Snaps
5 June 2020

Hungary: Industry goes through historic collapse

Industry has collapsed in Hungary. We have never before seen a back-to-back double-digit drop in industrial production. We are living through an historic economic moment

Hungarydeserted.jpg
-36.6%

Industrial production (YoY) in April

Consensus -25% / Previous -10%

Worse than expected

Some have said that the recent crisis is comparable to periods of war. In the modern statistical era (since 1995 in Hungary), we have not seen such a huge collapse in industrial production. The last time it could have possibly been worse was the year of political transformation in 1989 or around WWII. If the previous month's 10% year-on-year contraction in industrial production looked bad, it's hard to find the words to describe a 36.6% fall on a yearly basis in April. And the records don't stop there. We’ve never before seen a back-to-back double-digit drop in industrial production. This is new. After a 10.4% month-on-month drop in March, April brought a 30.5% MoM collapse. The contraction in industrial production was even worse than the most pessimistic forecasts.

Performance of Hungarian industry

Source: HCSO, ING
HCSO, ING

Even though several industrial companies restarted production in some way from the second half of April, it was clearly not enough to counterbalance the total standstill in the first part of the month. Despite news that companies had shifted to produce masks and other health products, it was not enough. While the recent statistical release is an advanced one and doesn't contain any detail about sectors, the Central Statistical Office provided some information. We can be assured that the main sectors like car manufacturing faced a collapse much worse than average. The food industry may have been able to show some resilience along with the only sector which managed to increase production in April: pharmaceuticals.
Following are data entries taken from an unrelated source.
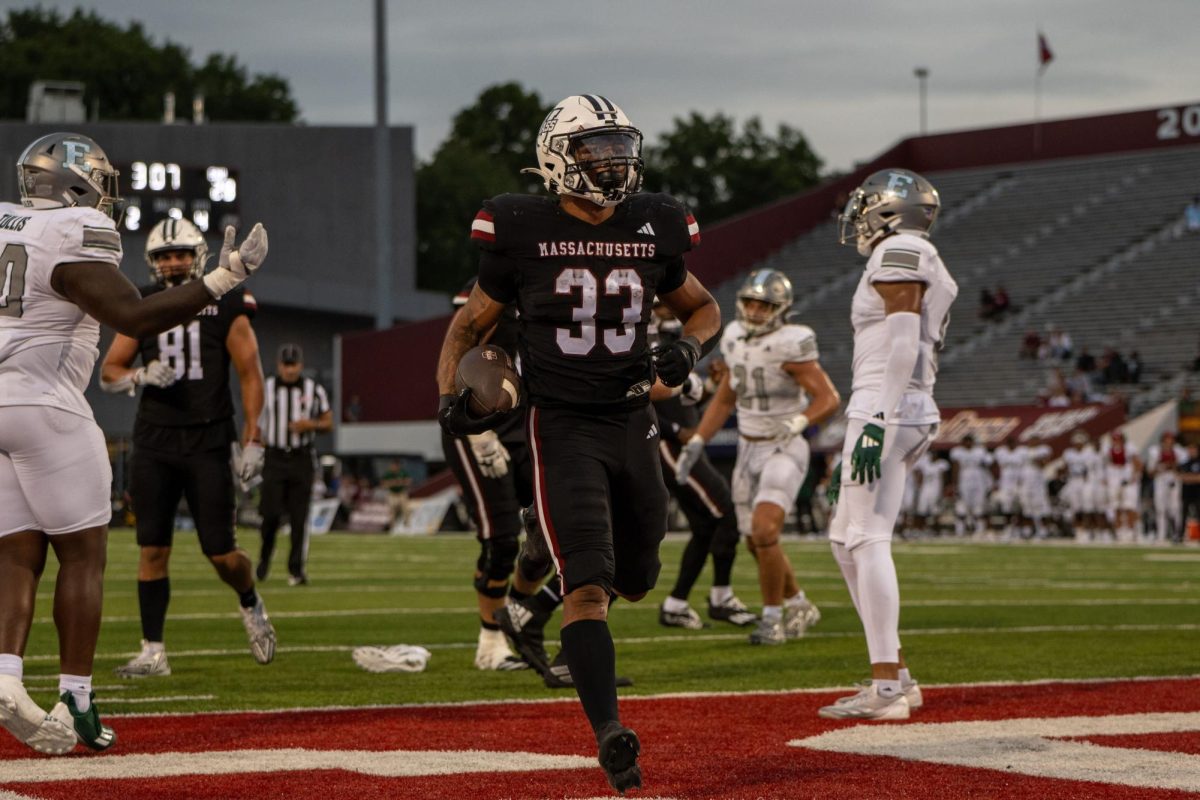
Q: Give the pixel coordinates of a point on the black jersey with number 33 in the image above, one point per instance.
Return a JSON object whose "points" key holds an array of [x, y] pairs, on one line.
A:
{"points": [[197, 352], [583, 292]]}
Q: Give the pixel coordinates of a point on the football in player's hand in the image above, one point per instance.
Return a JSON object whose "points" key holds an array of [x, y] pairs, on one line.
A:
{"points": [[489, 373]]}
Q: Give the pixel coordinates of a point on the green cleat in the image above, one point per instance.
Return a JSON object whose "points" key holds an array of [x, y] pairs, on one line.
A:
{"points": [[90, 731]]}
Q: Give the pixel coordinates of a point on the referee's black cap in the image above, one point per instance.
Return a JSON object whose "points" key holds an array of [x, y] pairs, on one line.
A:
{"points": [[291, 353]]}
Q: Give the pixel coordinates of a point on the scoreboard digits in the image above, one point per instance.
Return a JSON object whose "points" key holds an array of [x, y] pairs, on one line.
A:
{"points": [[154, 191]]}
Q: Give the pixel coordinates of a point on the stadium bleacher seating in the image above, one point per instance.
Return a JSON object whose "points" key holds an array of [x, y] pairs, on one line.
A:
{"points": [[1096, 246]]}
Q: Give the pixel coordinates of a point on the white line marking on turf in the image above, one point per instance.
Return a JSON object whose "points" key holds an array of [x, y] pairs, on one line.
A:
{"points": [[169, 698], [1031, 747], [666, 696], [654, 608], [394, 763], [691, 637]]}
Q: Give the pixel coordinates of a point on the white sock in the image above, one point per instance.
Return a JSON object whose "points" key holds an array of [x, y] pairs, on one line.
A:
{"points": [[879, 596], [11, 665], [675, 605], [849, 571], [718, 595], [79, 687]]}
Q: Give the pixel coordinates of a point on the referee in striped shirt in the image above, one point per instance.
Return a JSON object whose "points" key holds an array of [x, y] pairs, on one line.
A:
{"points": [[295, 409]]}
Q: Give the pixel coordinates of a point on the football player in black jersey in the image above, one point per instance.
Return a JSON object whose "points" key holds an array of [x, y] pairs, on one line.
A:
{"points": [[705, 498], [496, 476], [583, 271], [183, 437]]}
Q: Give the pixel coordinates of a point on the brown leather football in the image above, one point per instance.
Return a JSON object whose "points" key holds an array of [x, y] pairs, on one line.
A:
{"points": [[493, 382]]}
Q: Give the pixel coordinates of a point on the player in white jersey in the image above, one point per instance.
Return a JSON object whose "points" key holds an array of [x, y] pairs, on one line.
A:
{"points": [[59, 280], [1122, 471], [900, 311], [779, 389], [1009, 459], [1163, 461], [1033, 495], [929, 494], [1084, 488], [971, 480]]}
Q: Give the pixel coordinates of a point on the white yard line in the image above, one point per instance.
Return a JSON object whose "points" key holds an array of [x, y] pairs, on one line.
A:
{"points": [[688, 637], [652, 607]]}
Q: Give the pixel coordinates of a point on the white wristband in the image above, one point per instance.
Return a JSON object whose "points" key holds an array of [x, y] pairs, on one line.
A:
{"points": [[220, 282]]}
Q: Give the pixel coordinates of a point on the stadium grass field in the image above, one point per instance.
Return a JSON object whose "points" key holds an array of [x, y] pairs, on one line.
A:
{"points": [[972, 612]]}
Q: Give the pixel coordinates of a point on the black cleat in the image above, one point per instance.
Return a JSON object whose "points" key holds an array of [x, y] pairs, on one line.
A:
{"points": [[558, 674], [526, 630], [618, 757], [732, 611]]}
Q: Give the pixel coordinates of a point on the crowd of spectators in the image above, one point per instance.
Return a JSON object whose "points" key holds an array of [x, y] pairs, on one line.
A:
{"points": [[994, 304], [1091, 379]]}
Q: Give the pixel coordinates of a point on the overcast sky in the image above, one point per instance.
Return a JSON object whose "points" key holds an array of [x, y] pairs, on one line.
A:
{"points": [[841, 72]]}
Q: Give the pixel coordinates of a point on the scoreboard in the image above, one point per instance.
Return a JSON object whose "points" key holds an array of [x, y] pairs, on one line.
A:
{"points": [[153, 191]]}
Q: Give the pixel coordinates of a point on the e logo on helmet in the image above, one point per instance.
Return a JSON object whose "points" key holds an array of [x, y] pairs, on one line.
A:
{"points": [[76, 152], [899, 184]]}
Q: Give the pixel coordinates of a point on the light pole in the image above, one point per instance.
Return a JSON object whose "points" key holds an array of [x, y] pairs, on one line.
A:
{"points": [[922, 74]]}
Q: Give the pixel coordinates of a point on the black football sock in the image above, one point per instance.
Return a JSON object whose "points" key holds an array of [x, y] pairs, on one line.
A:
{"points": [[247, 599], [723, 571], [154, 596], [593, 661], [546, 600]]}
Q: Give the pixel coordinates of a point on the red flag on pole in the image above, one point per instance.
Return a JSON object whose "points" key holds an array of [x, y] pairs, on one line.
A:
{"points": [[1044, 55]]}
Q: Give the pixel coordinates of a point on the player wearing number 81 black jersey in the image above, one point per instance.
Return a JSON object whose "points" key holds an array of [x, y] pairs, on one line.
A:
{"points": [[583, 272], [183, 435]]}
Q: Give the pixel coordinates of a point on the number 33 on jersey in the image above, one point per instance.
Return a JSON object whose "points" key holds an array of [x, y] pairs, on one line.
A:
{"points": [[583, 292], [198, 354]]}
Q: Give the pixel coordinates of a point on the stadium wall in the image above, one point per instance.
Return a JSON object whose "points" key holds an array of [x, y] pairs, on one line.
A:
{"points": [[733, 246]]}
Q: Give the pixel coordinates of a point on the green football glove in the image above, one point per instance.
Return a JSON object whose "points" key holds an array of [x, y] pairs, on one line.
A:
{"points": [[834, 489], [865, 463]]}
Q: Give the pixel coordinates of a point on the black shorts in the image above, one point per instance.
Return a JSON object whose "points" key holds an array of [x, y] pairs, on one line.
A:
{"points": [[495, 503], [160, 479], [600, 495]]}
Manufacturing PMI and industrial production trends

Source: Bloomberg, ING
Bloomberg, ING

The only silver lining is that after a catastrophic April, May could bring some relief. As production restarted in car manufacturing and related suppliers, there are hopes that we could see a mild rebound. But there are clearly constraints in global and local demand, the level of orders has collapsed and companies are using just one shift to produce instead of the previous three-shift working order, suggesting that the recovery will be lengthy. The latest PMI figures support this view. The main question now is to what extent May and June will be able to recover from the recent freefall. Based on the April data, we see severe downward risks to our base case scenario, which looks for GDP to shrink by 4.2% this year. Our “worst” case forecast calculates a 9.4% YoY collapse in economic activity.